Darcy sighed. “You have thought on this a great deal.”

Bingley shrugged, still with the peevishness on his countenance. “Some days it seems I think of little else.”

Darcy winced. What wizardry had been performed in Hertfordshire that night! He and Bingley had both fallen to it! My advantage is that Miss L at least is a young lady of distinction. Bingley’s advantage is that he knows, at the very least, his lady’s name.

In a more mollifying accent, he conceded, “It is something, I daresay, that you have not fallen in love with anyone else in these months. That must be some indication that Miss Bennet is far beyond the common way.”

Bingley laughed, peevishness gone in an instant. “You see my way of it! I have not spent so much time devoted to one woman since…well, since I fell in love with my governess when I was a lad!”

Darcy chuckled; his chuckle turned to alarm when Bingley added, “So you will come with me, then?”

“Come with you…where?”

“Cheapside,” Bingley said, slightly tauntingly. “I assure you that you will be none the worse for it.”

“As it happens, there is a bookseller down there I particularly like. Yes, shocking I know, but I have been in the City and not infrequently. But why should you require me to accompany you?”

“Meryton was a small place, and I daresay everyone knew each other, did they not?”

“As it is in a country society.”

“By my estimation, then, it is likely my Miss Bennet knows your Miss L.” Bingley smirked. “No doubt you thought I forgot about that.”

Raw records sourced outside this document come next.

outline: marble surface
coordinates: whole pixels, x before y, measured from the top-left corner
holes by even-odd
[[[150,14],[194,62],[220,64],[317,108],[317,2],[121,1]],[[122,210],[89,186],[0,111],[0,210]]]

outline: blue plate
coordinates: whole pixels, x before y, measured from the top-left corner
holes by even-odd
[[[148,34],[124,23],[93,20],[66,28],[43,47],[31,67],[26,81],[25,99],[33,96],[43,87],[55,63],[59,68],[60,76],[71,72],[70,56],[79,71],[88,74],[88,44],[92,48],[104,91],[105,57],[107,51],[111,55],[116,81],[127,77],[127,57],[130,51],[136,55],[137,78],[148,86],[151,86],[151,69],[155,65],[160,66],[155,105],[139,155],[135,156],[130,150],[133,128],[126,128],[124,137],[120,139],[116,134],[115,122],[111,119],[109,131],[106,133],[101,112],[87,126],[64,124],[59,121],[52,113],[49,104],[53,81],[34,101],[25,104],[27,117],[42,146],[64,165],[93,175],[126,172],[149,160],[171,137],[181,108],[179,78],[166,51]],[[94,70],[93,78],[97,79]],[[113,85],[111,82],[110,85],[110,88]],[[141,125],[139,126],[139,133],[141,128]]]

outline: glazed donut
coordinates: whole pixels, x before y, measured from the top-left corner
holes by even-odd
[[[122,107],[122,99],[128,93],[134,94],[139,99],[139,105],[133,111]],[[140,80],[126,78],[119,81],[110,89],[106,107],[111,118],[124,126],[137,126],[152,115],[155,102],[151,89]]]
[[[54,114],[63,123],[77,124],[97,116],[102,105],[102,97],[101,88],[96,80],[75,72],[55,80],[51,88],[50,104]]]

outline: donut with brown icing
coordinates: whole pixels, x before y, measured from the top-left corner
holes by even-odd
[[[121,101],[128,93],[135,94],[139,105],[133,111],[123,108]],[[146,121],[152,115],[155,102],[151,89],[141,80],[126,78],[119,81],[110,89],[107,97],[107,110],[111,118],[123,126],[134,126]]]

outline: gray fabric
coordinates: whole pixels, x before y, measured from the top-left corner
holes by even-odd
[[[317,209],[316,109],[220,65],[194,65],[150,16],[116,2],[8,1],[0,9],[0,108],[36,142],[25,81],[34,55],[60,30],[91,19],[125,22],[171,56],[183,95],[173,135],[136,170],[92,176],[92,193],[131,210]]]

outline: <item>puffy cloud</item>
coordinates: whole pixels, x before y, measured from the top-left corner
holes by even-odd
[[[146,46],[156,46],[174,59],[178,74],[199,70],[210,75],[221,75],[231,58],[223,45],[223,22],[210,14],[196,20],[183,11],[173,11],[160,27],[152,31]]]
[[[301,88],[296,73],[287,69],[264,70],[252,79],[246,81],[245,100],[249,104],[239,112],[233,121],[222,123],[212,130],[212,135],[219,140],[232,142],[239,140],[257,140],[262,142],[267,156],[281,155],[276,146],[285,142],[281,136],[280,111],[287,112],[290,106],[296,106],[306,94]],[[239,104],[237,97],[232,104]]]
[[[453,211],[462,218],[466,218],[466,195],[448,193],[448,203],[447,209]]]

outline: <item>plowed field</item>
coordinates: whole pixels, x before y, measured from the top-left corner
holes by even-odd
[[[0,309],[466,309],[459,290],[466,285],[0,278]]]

Darcy tried to look indifferent, if a bit bemused, but felt a betraying flush spread over his face.

Bingley evidently saw it too and crowed delightedly. “I am happy to know it is not merely I who have suffered the pangs of love lost this winter! Tomorrow, Darcy…I shall come for you in my carriage.”

A refusal was on the tip of his tongue. After all, knowing Miss L did not mean she would be found in Miss Bennet’s company in London, did it?

But then he remembered that whichever Miss Bennet was the companion of his cousin would be treated to thorough descriptions of the blackness of his character.

Would it not be better to run ahead of it?

To meet the lady on his own terms and establish his good character with her, in case she did know Miss L?

And if she does know Miss L, she might provide some indication of who she is.

He nodded and said brusquely, “Very well.”

“By the by,” Bingley said. “What is this I hear about a breach of promise suit?”

Darcy barely stopped himself from groaning. “What have you heard?”

“That your family will have no part with you, that they have taken Georgiana from your influence.” Bingley offered a sympathetic clap on the arm. “Stuff and nonsense. No one believes a word of it.”

Darcy frowned severely at his glass. “Alas, it is mostly true, albeit wholly unfair. Lady Catherine wishes for a pound of flesh more than the money and does not seem to mind that the stain of scandal will cover her too.”

“Why now? I thought it was years ago that you told them you would not marry Miss de Bourgh.”

“One year, Christmas.” Darcy shrugged. “I daresay they believed their silence would crumble me. Now that has failed, they will take it further.”

“What I cannot comprehend,” said Bingley with his usual earnestness, “is how they think you might respond. Would they have you now say, very well, I shall marry her?”

Darcy chuckled, but regretfully. “I daresay they would.”